Executives at private firms involved in acquisition deals need just as much insurance coverage against possible litigation as management at public firms, experts counseled yesterday at a Web seminar.

Speakers at the event hosted by Chicago-based insurance broker Aon Corp. discussed this and other topics for executives to consider as they push forward with mergers and acquisitions.

Carl E. Metzger, a partner in the law firm Goodwin Procter, noted that in this increasingly litigious society, the need for a privately held business to protect its officers is just as important as it is for stock corporations.

He said federal and state securities laws can come into play for privately held firms when they seek to sell, and any malfeasance that may have occurred while the company was privately held can come back to haunt the officers.

Scott P. Brumberg, senior vice president for Aon private equity and transaction solutions practice, noted that there are personal liability exposures for directors, officers and other executives when and if litigation ensues.

Company officials, he said, need to have the same indemnity from the company that executives at publicly held firms enjoy.

Executives can be pulled into any litigation against the company through no fault of their own, said Mr. Brumberg, and need insurance protection to guard their personal assets.

Many of the issues facing publicly held companies after an acquisition are being faced by privately held companies. This can include acts of fraud, misstatement or actions that can cause bankruptcy, he related.

The federal Sarbanes-Oxley financial and accounting disclosure act has extended the liability period for executives from three to five years, underscoring the need for an insurance policy to be in placed to protect the executives, pointed out Mr. Brumberg.

In structuring a policy, the parties should make sure they can sever their relationship with an individual who has committed an act of fraud or deception that can impact the deal, he advised.

Mary McDougall Duffy, managing director, Aon private equity and transaction solutions, said warranty insurance can actually serve as a useful tool in deal making.

It can also serve to make a merger candidate more appealing to a deal maker because the financial terms, should the deal sour, are more attractive and offer greater guarantees, she said.

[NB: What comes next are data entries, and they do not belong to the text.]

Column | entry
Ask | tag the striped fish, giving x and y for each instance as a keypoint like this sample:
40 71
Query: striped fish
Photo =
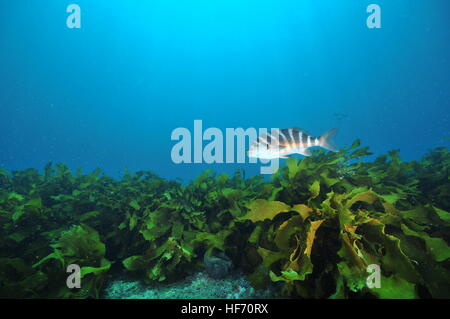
282 143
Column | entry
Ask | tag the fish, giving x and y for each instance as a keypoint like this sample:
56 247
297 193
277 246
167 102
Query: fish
340 116
285 142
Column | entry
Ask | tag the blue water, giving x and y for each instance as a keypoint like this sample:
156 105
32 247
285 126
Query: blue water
109 94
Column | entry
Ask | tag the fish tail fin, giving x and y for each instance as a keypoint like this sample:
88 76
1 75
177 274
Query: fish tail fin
326 140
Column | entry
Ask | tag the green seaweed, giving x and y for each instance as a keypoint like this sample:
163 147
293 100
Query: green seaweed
313 228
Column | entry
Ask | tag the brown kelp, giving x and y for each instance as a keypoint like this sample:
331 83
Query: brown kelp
314 228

How much insurance a company wants to purchase is up to the comfort level of the executives and officers of the company in case of a loss, she said. Generally, terms of the insurance are written broadly, except for environmental liability, which she recommended be carved out of the policy and either written separately or not at all.

Access to the conference is available for 90 days at www.aon.com/techseminars under the title "Professional Liability and Transaction Related Exposures Web Seminar for Private Equity Companies."